Private Dutch shipowner Vroon has been taken over by its lenders as part of a second refinancing in three years.

The owner of about 100 tankers and offshore vessels said a deal has been reached with its banks to swap borrowings for equity.

The founding Vroon family will lose majority control of the company as a result.

The restructuring deal was reached to "secure financial flexibility to deliver on future growth and profitability", the shipowner said.

"For several years Vroon has been in discussions with its lenders to resolve its over-indebtedness," it added.

Debt will be cut from almost €1bn ($1.1m) to €350m.

About 35 offshore vessels controlled through Vroon Offshore Services (VOS) are being transferred to a "warehouse" company set up the banks.

No job losses among the 1,800 workers are currently expected.

Vroon said the transaction, together with ship disposals last year, will lead to a "very significant" strengthening of the balance sheet and allow for continuity of the company.

Blystad snapped up boxships

Coco Vroon stepped down as CEO in 2018. Photo: Aurelian Foucault for TradeWinds

"In return for the debt write-off, the company lenders will become the majority shareholders of Vroon. This agreement is still subject to formal approvals and is expected to be implemented in the first half of 2022," it said.

All 18 lenders must sign off on the deal before April.

In cooperation with banks, the company has agreed to divest all container ships, bulkers, crew transfer vessels and car carriers to repay debt.

Last year, Norwegian investor Arne Blystad bought six container ships from Vroon for close to $150m.

Vroon, founded in 1890, said it sold 18 vessels last year that were deemed to be uneconomic or non-strategic, including two other container ships, a bulker and a general cargo ship.

Clarksons still lists it as controlling 119 units, comprising product tankers, car and livestock vessels, offshore ships, two floating accommodation units, a bulker and a boxship.

The fleet will be reduced to about 100 after sales are completed.

The company's last refinancing in 2018 involved $1.3bn of debt extensions to 2021.

Fourth-generation owner Coco Vroon stepped down as chief executive.

His replacement, Herman Marks, told TradeWinds the Vroon family had retained ownership and control of the business at that time.

No debt was swapped for equity in that restructuring.

Vroon has also released its audited results for 2020, with solid cash flow despite challenging market conditions.

VOS was hit by a severe downturn in oil and gas markets as the pandemic lowered demand, but other sectors were less seriously affected.

Non-cash loss for 2020

Revenue was $356m in 2020, with Ebitda coming in at $74m.

The net loss was $314m, however, mainly as a result of a $214m non-cash asset impairment.

"Continued losses and asset impairments over the previous five years resulted in a negative group equity per year-end 2020," Vroon said.

The board has implemented measures to reduce costs and preserve strong cash generation during the year.

"Overall, 2020 was another turbulent year for the global shipping industry and for Vroon," the shipowner added.

"As in previous years, most of our businesses were affected by significant market volatility.

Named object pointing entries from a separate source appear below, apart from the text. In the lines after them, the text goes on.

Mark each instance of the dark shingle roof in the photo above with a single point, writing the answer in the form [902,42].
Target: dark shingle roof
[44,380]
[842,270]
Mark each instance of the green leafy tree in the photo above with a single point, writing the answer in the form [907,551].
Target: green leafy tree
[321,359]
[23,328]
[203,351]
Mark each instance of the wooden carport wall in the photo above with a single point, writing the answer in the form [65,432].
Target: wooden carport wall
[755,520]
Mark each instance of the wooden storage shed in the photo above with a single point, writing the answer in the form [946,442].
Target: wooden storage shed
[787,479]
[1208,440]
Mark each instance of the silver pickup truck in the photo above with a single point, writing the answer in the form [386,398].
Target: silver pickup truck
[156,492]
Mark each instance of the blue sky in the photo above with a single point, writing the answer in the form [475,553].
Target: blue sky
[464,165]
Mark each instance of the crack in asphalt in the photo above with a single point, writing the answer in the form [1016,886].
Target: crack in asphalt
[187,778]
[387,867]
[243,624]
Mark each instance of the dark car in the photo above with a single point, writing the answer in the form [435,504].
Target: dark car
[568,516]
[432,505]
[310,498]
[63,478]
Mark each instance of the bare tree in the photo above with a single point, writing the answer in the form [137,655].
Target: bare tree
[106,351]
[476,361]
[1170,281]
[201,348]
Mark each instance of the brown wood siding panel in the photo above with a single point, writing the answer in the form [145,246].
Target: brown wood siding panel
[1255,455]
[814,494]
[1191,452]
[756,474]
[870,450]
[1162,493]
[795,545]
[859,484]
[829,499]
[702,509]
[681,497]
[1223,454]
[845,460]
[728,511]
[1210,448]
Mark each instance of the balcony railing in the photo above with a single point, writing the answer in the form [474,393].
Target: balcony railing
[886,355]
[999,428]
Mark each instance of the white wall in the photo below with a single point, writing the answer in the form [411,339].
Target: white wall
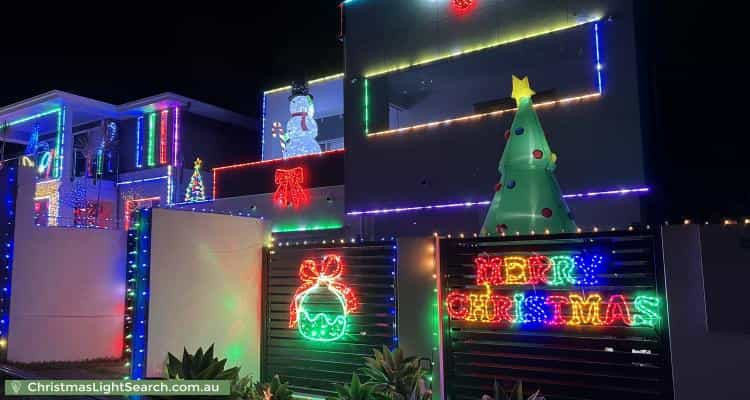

While we are proud of our achievements during the year, we do realise that it will take more time before shipping again becomes a rewarding place for investors and financiers."

The company said market conditions improved gradually in 2021.

"Cash generation remained strong and we anticipate financial results will be an improvement on 2020, despite a smaller fleet," it said.

"We are cautiously optimistic for 2022 and anticipate a continued improvement for our offshore division and most of our remaining deepsea businesses."